Update: President to Extend Reserve Component Orders Beyond 89 Days

Update: President to Extend Reserve Component Orders Beyond 89 Days
A member of the Maine Air National Guard helps a staff member at an assisted living facility with personal protective gear in Gorham, Maine, on May 19. (Photo by Brianna Soukup/Portland Press Herald via Getty Images)

(UPDATE: This article was revised May 28 to include President Trump’s decision to extend Title 32 orders through mid-August.)


There are 53,000 members of the reserve component on the front line of the COVID-19 fight. These servicemembers are filling essential roles for the states like supporting testing, assisting at long-term care facilities, and distributing food.


In addition to battling the virus, until today, many of these servicemembers were uncertain as to whether they would receive federal credit for their service.


MOAA joined with the Reserve Organization of America (ROA) to call on President Donald Trump to stop the curtailment of orders a day short – a move that would allow for more federal benefits. These benefits are essential to recruiting and retaining an all-volunteer force of individuals willing to respond to national disasters like a pandemic.


On May 28, President Trump responded to the MOAA and ROA letter concerning members of the National Guard. In a tweet, the President announced, “The men and women of the National Guard have been doing a great job fighting the CoronaVirus. This week, I will extend their Title 32 orders through mid-August, so they can continue to help States succeed in their response and recovery efforts.”




When activated, many states placed troops on state active duty orders, allowing states to quickly call up support. However, as the situation unfolded and the extent of the pandemic became apparent, it was clear these troops were supporting a national crisis, which was not reflected by their orders.


MOAA worked with The Military Coalition — a group of military and veteran organizations representing more than 5.5 million combined members — to advocate for moving members of the National Guard to Title 32 orders so they could receive federal benefits like TRICARE, medical treatment facility access, education benefits, and death gratuity. Our calls were heard, and the vast majority of the Guard was placed on those orders.

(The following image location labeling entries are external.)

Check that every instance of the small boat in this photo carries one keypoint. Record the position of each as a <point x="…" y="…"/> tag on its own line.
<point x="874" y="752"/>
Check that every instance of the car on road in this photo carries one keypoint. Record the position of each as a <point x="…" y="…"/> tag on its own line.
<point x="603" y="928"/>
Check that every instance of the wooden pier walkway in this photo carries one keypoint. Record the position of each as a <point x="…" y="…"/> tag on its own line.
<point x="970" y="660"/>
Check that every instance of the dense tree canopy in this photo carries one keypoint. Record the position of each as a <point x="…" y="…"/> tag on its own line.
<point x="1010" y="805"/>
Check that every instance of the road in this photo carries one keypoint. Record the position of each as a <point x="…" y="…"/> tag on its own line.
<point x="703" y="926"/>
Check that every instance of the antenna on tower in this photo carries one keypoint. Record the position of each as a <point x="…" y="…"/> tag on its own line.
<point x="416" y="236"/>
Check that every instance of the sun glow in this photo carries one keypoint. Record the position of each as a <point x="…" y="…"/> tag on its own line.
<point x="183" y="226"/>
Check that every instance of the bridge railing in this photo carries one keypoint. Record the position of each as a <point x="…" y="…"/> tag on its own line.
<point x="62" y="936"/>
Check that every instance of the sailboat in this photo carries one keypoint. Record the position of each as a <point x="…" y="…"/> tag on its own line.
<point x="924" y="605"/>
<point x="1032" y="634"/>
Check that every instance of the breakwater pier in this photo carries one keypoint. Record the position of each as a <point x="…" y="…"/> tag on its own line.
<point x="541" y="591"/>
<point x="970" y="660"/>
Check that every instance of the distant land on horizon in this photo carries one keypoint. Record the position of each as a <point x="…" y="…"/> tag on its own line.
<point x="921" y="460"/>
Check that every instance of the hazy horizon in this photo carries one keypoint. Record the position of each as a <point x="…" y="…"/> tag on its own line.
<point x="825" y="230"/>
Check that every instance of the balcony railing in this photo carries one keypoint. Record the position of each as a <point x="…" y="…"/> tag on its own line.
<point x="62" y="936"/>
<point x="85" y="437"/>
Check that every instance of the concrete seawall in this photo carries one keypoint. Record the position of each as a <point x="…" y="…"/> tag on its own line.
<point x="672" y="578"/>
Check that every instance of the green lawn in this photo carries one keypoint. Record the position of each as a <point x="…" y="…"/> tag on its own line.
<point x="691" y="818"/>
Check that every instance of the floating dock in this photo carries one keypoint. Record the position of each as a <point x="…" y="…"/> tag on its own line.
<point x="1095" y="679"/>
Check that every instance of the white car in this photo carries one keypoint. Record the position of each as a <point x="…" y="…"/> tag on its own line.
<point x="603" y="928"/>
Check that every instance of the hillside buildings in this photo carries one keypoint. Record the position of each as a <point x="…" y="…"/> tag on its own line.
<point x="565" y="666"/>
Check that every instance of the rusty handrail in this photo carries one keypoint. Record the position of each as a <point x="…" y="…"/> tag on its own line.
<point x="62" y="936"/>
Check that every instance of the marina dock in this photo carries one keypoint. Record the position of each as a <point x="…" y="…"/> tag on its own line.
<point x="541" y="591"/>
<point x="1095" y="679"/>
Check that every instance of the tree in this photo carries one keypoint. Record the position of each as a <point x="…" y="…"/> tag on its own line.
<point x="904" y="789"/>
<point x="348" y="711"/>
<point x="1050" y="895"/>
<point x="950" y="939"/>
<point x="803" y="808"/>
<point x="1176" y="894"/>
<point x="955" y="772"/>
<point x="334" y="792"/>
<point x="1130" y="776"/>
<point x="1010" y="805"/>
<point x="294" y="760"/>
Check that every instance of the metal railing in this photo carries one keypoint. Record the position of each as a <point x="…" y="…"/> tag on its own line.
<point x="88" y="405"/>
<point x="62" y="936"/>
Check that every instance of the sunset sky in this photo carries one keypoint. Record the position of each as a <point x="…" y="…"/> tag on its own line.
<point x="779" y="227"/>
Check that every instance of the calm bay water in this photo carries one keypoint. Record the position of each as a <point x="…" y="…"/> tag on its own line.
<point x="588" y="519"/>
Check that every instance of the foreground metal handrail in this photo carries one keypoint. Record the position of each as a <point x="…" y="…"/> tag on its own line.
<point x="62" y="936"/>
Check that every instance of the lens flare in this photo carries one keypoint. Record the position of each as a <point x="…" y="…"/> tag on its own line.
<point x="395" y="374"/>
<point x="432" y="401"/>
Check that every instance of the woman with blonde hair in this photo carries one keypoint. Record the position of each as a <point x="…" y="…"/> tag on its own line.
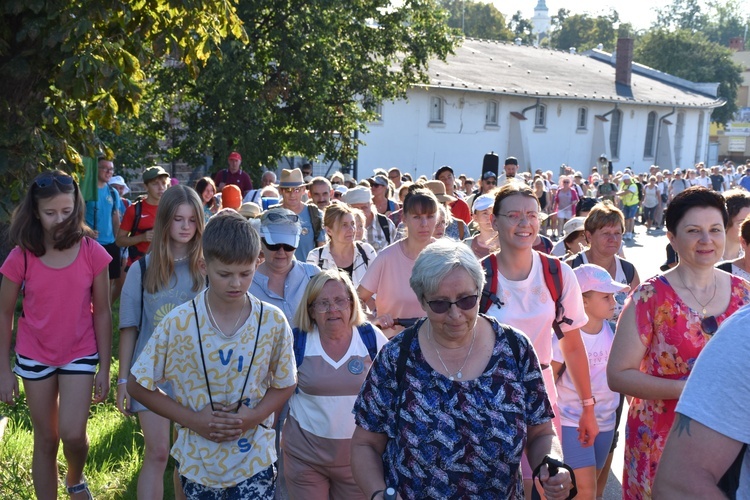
<point x="334" y="347"/>
<point x="342" y="251"/>
<point x="166" y="277"/>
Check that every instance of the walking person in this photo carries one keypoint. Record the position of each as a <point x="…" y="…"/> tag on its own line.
<point x="65" y="328"/>
<point x="169" y="275"/>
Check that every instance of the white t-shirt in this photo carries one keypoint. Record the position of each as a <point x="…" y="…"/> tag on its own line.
<point x="598" y="346"/>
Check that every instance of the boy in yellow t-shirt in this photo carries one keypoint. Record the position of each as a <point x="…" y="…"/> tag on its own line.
<point x="230" y="361"/>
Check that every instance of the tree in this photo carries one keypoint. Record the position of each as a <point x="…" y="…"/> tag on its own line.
<point x="521" y="28"/>
<point x="476" y="19"/>
<point x="311" y="76"/>
<point x="72" y="67"/>
<point x="585" y="32"/>
<point x="690" y="55"/>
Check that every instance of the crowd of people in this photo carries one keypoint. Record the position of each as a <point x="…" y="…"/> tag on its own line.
<point x="442" y="337"/>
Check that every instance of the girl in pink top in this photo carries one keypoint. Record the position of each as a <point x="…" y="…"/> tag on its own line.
<point x="64" y="330"/>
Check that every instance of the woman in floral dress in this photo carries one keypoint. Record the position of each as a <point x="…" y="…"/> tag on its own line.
<point x="665" y="325"/>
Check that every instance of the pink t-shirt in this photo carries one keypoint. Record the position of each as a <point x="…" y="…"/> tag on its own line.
<point x="58" y="323"/>
<point x="388" y="278"/>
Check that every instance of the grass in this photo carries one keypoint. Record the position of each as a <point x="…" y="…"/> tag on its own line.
<point x="115" y="453"/>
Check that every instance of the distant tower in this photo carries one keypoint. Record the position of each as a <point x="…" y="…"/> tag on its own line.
<point x="541" y="21"/>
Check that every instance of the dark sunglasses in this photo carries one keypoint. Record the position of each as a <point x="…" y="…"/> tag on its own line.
<point x="442" y="306"/>
<point x="279" y="246"/>
<point x="709" y="325"/>
<point x="46" y="180"/>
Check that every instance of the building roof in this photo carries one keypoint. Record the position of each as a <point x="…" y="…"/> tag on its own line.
<point x="520" y="70"/>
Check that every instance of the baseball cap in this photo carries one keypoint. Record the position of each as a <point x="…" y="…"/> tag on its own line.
<point x="592" y="277"/>
<point x="152" y="173"/>
<point x="280" y="226"/>
<point x="483" y="202"/>
<point x="444" y="168"/>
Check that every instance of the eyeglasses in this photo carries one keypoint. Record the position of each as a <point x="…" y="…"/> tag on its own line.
<point x="515" y="218"/>
<point x="46" y="180"/>
<point x="278" y="246"/>
<point x="442" y="306"/>
<point x="709" y="325"/>
<point x="338" y="304"/>
<point x="277" y="217"/>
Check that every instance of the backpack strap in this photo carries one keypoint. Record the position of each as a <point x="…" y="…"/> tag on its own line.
<point x="489" y="290"/>
<point x="553" y="279"/>
<point x="362" y="252"/>
<point x="383" y="222"/>
<point x="315" y="220"/>
<point x="367" y="334"/>
<point x="629" y="270"/>
<point x="320" y="257"/>
<point x="142" y="264"/>
<point x="300" y="341"/>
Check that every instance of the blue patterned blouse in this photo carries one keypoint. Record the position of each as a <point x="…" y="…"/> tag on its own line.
<point x="456" y="439"/>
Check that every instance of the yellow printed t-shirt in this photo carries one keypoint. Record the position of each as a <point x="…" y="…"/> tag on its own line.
<point x="173" y="354"/>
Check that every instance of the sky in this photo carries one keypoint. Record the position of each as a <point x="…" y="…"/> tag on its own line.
<point x="640" y="13"/>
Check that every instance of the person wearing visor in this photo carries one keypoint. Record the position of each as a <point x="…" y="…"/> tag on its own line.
<point x="281" y="279"/>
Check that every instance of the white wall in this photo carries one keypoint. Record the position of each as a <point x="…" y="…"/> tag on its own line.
<point x="406" y="139"/>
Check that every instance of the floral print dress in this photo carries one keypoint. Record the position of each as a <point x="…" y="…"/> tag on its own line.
<point x="672" y="334"/>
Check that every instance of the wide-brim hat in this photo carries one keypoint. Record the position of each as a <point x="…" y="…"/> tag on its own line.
<point x="291" y="178"/>
<point x="438" y="189"/>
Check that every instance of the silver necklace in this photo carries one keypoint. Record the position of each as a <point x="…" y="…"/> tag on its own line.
<point x="216" y="324"/>
<point x="703" y="313"/>
<point x="459" y="374"/>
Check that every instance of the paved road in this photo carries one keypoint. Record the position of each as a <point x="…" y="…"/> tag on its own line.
<point x="647" y="252"/>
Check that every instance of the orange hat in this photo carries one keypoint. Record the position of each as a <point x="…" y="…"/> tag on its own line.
<point x="231" y="197"/>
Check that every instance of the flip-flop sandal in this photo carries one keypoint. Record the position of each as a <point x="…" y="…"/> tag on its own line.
<point x="80" y="488"/>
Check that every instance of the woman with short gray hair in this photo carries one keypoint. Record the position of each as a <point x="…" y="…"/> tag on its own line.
<point x="449" y="403"/>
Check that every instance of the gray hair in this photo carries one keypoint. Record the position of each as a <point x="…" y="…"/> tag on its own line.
<point x="437" y="260"/>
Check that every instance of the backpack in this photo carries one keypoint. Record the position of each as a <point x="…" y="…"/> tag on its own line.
<point x="552" y="278"/>
<point x="627" y="268"/>
<point x="383" y="222"/>
<point x="133" y="251"/>
<point x="366" y="333"/>
<point x="359" y="248"/>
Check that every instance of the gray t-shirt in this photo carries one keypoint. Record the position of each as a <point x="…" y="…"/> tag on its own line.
<point x="155" y="306"/>
<point x="717" y="394"/>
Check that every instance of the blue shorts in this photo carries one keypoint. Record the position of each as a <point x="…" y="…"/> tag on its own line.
<point x="261" y="486"/>
<point x="579" y="457"/>
<point x="629" y="211"/>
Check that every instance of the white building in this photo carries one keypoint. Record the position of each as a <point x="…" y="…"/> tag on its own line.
<point x="544" y="107"/>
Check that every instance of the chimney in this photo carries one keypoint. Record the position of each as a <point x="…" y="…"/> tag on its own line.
<point x="624" y="63"/>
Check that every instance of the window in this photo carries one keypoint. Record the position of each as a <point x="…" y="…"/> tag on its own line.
<point x="436" y="110"/>
<point x="583" y="117"/>
<point x="490" y="117"/>
<point x="540" y="120"/>
<point x="614" y="133"/>
<point x="699" y="139"/>
<point x="679" y="135"/>
<point x="648" y="147"/>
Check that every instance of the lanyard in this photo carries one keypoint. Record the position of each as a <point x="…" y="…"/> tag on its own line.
<point x="203" y="359"/>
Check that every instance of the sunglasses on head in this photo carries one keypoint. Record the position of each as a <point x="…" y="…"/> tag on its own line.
<point x="46" y="180"/>
<point x="442" y="306"/>
<point x="709" y="325"/>
<point x="279" y="246"/>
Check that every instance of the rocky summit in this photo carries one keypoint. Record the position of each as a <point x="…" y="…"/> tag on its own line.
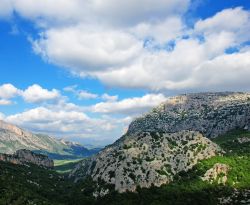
<point x="24" y="157"/>
<point x="170" y="139"/>
<point x="13" y="138"/>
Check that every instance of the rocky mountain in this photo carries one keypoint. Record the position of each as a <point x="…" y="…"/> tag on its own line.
<point x="13" y="138"/>
<point x="169" y="140"/>
<point x="23" y="157"/>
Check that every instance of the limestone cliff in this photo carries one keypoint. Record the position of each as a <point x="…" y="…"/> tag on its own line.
<point x="171" y="138"/>
<point x="23" y="157"/>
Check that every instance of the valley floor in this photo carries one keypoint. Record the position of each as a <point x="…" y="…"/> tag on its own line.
<point x="34" y="185"/>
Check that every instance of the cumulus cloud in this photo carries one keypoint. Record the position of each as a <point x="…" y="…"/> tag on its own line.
<point x="128" y="106"/>
<point x="8" y="91"/>
<point x="109" y="98"/>
<point x="5" y="102"/>
<point x="81" y="94"/>
<point x="6" y="8"/>
<point x="127" y="12"/>
<point x="68" y="123"/>
<point x="2" y="116"/>
<point x="37" y="94"/>
<point x="161" y="54"/>
<point x="82" y="50"/>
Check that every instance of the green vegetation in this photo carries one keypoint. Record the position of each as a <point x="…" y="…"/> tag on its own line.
<point x="33" y="185"/>
<point x="65" y="166"/>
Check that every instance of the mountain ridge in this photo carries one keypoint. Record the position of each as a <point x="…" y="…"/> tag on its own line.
<point x="178" y="128"/>
<point x="13" y="138"/>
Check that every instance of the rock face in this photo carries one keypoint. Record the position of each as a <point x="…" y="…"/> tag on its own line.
<point x="27" y="157"/>
<point x="148" y="158"/>
<point x="170" y="139"/>
<point x="217" y="173"/>
<point x="13" y="138"/>
<point x="212" y="114"/>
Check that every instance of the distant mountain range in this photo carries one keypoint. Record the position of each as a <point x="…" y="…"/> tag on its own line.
<point x="13" y="138"/>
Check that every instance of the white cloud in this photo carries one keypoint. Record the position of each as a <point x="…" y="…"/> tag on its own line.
<point x="8" y="91"/>
<point x="82" y="94"/>
<point x="139" y="62"/>
<point x="68" y="123"/>
<point x="37" y="94"/>
<point x="5" y="8"/>
<point x="5" y="102"/>
<point x="80" y="49"/>
<point x="2" y="116"/>
<point x="109" y="98"/>
<point x="136" y="105"/>
<point x="47" y="12"/>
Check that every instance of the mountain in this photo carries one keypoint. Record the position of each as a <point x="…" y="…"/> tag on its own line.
<point x="191" y="151"/>
<point x="26" y="157"/>
<point x="13" y="138"/>
<point x="169" y="140"/>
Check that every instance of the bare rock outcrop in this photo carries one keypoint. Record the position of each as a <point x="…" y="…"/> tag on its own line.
<point x="218" y="173"/>
<point x="171" y="138"/>
<point x="23" y="157"/>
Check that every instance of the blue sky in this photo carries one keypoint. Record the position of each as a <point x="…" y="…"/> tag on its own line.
<point x="85" y="69"/>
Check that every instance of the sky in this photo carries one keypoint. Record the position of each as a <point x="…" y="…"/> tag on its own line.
<point x="84" y="69"/>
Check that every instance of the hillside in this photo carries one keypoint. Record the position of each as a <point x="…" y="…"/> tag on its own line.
<point x="34" y="185"/>
<point x="13" y="138"/>
<point x="172" y="138"/>
<point x="158" y="161"/>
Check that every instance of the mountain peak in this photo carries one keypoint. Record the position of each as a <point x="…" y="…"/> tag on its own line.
<point x="170" y="139"/>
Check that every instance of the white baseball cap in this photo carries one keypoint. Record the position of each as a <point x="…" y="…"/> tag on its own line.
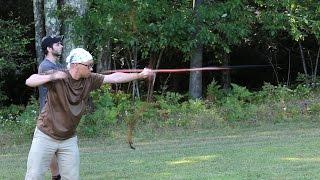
<point x="78" y="55"/>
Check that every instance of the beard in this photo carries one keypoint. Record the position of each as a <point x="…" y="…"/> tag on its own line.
<point x="57" y="53"/>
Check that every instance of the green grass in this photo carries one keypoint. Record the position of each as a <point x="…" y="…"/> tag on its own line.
<point x="281" y="151"/>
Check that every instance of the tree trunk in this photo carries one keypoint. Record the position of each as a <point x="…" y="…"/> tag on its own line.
<point x="303" y="60"/>
<point x="51" y="21"/>
<point x="226" y="79"/>
<point x="39" y="28"/>
<point x="195" y="82"/>
<point x="104" y="61"/>
<point x="80" y="6"/>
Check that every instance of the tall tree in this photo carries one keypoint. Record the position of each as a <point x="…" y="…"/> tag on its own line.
<point x="50" y="19"/>
<point x="39" y="27"/>
<point x="195" y="82"/>
<point x="76" y="8"/>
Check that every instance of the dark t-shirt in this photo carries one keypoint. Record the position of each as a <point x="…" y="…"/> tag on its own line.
<point x="46" y="66"/>
<point x="66" y="104"/>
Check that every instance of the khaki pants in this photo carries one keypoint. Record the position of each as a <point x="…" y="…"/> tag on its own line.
<point x="42" y="150"/>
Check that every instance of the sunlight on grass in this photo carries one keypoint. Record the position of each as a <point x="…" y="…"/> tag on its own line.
<point x="192" y="160"/>
<point x="294" y="159"/>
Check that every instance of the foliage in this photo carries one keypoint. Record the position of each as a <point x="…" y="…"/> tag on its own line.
<point x="14" y="58"/>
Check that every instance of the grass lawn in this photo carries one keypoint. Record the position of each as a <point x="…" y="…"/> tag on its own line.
<point x="281" y="151"/>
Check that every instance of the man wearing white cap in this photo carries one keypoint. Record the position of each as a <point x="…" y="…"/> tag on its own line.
<point x="52" y="48"/>
<point x="57" y="123"/>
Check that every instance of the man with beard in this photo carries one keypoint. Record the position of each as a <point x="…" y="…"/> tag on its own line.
<point x="52" y="48"/>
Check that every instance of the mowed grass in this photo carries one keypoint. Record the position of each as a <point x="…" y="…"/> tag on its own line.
<point x="281" y="151"/>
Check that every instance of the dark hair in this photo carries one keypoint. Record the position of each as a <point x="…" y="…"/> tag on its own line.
<point x="48" y="41"/>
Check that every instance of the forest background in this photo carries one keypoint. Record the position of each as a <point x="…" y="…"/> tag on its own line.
<point x="283" y="36"/>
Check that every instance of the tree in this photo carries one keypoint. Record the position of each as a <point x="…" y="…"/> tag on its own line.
<point x="195" y="82"/>
<point x="55" y="17"/>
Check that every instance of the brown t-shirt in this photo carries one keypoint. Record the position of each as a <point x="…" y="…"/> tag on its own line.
<point x="66" y="104"/>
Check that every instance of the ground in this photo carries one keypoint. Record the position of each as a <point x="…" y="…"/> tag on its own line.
<point x="273" y="151"/>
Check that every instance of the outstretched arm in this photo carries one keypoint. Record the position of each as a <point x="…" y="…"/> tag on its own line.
<point x="38" y="79"/>
<point x="127" y="77"/>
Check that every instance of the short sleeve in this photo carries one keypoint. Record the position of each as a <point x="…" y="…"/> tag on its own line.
<point x="96" y="81"/>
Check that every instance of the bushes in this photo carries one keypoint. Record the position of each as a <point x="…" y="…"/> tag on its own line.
<point x="110" y="112"/>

Prior to the President’s decision, the federal government was going to stand down the reserve component after 89 days on orders. This is one day short of earning Post-9/11 GI Bill credit and the ability to collect retirement pay early proportionate to periods of activation at 90 or more days.




“The mission is not done yet,” National Guard Chief Gen. Joseph Lengyel, USAF, said. “The one thing we know for sure is that this mission is going to continue beyond the 24th of June.” The President’s extension of the National Guard reflects an understanding of their vital role in the COVID-19 response and the value they provide in helping the nation recover.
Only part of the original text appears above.